EROTISMO VERSUS PORNOGRAFIA.


En un artículo titulado Lo erótico y lo pornográfico: una disociación interesada, Frank Baíz dice:

“El término pornografía es utilizado para designar dos realidades de diferente orden. En primer lugar, su raíz etimológica (porne, graphia: descripción de la vida de las prostitutas) comporta una evaluación, o en palabras de un estudioso alemán: pornografía es un término normativo, es decir, que en él se expresa lo que una sociedad y su moral quieren que se interprete como deshonesto. Esta acepción, que ha alimentado la estéril discusión destinada a distinguir entre pornografía y erotismo, no es de mayor interés práctico.

En segundo lugar, el vocablo pornografía define la representación explícita de la actividad sexual humana, en todas sus variantes, desde la cópula heterosexual, hasta las múltiples manifestaciones de la fantasía en torno a la sexualidad.

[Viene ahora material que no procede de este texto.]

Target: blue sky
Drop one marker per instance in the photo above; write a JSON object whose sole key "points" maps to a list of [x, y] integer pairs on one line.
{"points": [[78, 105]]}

En este sentido el vocablo nos provee de una definición de contenido, ajena a connotaciones morales.

La visión que postula el erotismo y la pornografía como polos opuestos y excluyentes, es, como ya dijimos, estéril, operativa y conceptualmente vacía. Según ella, el erotismo caracteriza cualquier exposición sugerida y delicada de la realidad sexual. La pornografía, por el contrario, es la exhibición descarnada de lo sexual, la exposición banal y antipoética de esta realidad biológica.
Curiosamente, esta visión bipolar asigna un valor estético justamente en aquel espacio en el cual la sexualidad biológica aparece negada, para dar paso a una idealización lateral y substitutiva de la actividad sexual humana.

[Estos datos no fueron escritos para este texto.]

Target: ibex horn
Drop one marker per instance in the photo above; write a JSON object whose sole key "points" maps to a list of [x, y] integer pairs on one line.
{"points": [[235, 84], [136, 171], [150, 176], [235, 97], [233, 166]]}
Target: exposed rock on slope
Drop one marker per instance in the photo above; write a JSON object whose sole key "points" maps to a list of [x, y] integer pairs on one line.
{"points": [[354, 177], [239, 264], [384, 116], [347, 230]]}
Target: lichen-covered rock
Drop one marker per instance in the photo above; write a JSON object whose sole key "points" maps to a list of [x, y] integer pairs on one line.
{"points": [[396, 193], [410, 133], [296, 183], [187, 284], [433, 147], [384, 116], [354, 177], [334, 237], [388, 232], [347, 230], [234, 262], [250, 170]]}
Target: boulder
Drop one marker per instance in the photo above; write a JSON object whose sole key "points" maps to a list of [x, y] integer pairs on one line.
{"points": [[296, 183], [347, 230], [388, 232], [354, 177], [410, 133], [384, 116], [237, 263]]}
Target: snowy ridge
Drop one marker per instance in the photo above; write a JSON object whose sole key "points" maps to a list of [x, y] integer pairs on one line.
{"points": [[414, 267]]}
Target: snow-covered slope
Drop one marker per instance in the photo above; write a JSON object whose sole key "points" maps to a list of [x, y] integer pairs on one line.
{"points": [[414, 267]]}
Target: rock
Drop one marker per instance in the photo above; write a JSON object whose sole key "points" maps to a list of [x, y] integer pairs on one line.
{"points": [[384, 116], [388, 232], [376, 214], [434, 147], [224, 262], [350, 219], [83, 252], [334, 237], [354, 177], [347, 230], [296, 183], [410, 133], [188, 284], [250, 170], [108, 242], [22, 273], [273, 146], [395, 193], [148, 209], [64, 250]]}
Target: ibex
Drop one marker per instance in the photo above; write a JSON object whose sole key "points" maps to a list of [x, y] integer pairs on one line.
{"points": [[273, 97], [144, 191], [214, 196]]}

En rigor, nunca ha existido ninguna línea divisoria entre el arte que alude, descarnadamente o no, a lo sexual y aquel que lo soslaya más o menos poéticamente.
Desde Las mil y una noches o La histoire de l'oeil, en literatura, desde Watteau hasta Picasso y Allen Jones, en pintura, lo explícitamente sexual se ha constituido en elemento medular de la obra artística, negando de hecho la pertinencia de una polémica cuya mayor debilidad estriba en la indefinición de los términos mismos de su discurso.
Con el arte erótico o pornográfico habría que decir algo parecido a lo que Stravinsky decía de la música, que hay obras buenas y obras malas: la distinción no da para más.”

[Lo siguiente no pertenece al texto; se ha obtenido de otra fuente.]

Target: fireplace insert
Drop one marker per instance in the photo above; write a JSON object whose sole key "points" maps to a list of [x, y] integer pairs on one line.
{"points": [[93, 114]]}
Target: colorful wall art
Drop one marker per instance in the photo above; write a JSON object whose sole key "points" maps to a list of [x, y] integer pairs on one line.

Nota: Frank Baiz Quevedo es escritor, "Script Doctor", analista de guiones e investigador en las áreas de la semiótica narrrativa y la dramaturgia del guión. Es originalmente graduado en la Escuela de Matemática en la Universidad Central de Venezuela, con postgrado en la Universidad de Londres. Fue por siete años profesor de escritura del guión y análisis fílmico del Departamento de Cine de la Escuela de Artes de la Universidad Central de Venezuela y ha diseñado y dictado seminarios y cursos en universidades venezolanas (entre ellas, la Universidad del Zulia y la Universidad Católica Andrés Bello) y latinoamericanas, como la Universidad de Brasilia. Como escritor, ha sido galardonado con premios de novela (Los ángeles Custodios, Premio de Novela Guillermo Meneses, de la Dirección de Cultura de la Universidad Central de Venezuela), de cuento (Primer Premio de cuentos cortos de la Revista Literaria Estrías, del diario El Impulso, con el relato Globi) y de ensayo (Primer Premio de Ensayo Fundarte, con el libro La ventana imposible).